Новость не выбила нас из колеи, поскольку вся музыкально-инициативная группа в колею еще не попала. Энтузиазм, пофигизм и вера в себя — вот наши основные мотивы в творчестве. Утверждение репертуара выступления прошло достаточно быстро — что умеем, то и играем. Только по «Предателю», моей песенке мнения разошлись. С одной стороны хотелось показать, как мы могём, а с другой было понимание — можем напугать, оттолкнуть. Но ведь звучит! Хрен с ним, решили подать это блюдо под соусом творческого эксперимента.

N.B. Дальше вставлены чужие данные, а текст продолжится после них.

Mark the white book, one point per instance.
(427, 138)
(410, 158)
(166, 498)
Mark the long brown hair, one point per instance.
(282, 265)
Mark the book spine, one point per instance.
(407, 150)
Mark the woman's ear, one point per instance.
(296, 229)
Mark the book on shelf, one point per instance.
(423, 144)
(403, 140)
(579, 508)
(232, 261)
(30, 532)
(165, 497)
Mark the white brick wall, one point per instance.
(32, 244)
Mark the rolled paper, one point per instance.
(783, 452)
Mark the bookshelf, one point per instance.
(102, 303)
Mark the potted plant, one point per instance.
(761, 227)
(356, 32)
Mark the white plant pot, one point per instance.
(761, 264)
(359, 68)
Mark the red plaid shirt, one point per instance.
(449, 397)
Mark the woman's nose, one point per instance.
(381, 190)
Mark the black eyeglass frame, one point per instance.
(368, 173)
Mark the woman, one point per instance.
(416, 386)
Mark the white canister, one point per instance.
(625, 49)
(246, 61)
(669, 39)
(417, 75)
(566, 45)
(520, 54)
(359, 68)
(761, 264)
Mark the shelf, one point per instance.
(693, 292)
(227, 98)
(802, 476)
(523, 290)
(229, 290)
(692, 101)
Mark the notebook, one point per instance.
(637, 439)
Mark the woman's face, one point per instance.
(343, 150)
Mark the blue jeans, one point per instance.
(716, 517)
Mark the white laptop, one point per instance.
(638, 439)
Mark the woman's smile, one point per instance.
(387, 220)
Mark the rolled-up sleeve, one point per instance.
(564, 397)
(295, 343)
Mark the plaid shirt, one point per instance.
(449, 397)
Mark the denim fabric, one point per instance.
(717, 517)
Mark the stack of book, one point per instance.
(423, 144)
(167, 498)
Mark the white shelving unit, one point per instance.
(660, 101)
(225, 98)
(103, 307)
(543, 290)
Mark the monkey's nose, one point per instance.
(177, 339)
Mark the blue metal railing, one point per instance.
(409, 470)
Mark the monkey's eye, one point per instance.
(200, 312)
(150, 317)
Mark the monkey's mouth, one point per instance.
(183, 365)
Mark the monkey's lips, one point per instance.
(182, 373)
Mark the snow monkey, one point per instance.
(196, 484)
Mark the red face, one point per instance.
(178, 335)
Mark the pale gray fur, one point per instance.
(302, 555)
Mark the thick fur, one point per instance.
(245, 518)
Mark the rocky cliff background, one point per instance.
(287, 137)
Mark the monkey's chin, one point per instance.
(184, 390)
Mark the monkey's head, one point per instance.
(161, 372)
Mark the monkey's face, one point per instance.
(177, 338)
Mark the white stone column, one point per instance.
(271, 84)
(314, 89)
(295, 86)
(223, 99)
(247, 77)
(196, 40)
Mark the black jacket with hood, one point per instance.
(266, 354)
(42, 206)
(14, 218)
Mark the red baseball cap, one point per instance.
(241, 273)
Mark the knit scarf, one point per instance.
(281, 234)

А вот «Безобразную Эльзу» забраковали все жёстко. Кроме Долгополовой, она там чудо как хороша. Какая «Эльза»? Естественно, группы «Крематорий». Куплеты играли и пели мы всей группой практически без изменения:
'Безобразная Эльза, королева флирта,
С банкой чистого спирта я иду к тебе!
Нам немало уже, но всё, что было
Не смыть ни водкой, ни пивом с наших душ.'
А вот дальше мы затыкались, и в дело вступала Ирка. Аккомпанируя в мажоре себе на пианино, чистым ангельским голосом она звонко и весело выводила:
'Ведь мы живём для того, чтобы завтра сдохнуть!
Мы живём для того, чтобы завтра сдохнуть! Ла-ла-ла! Ла-ла-ла! Ла-ла-ла!'
— Миш, ну ведь хорошо звучит!
— Хорошо, даже как-то слишком хорошо. Так что не будем пугать учителей. Они до такого искусства еще не доросли.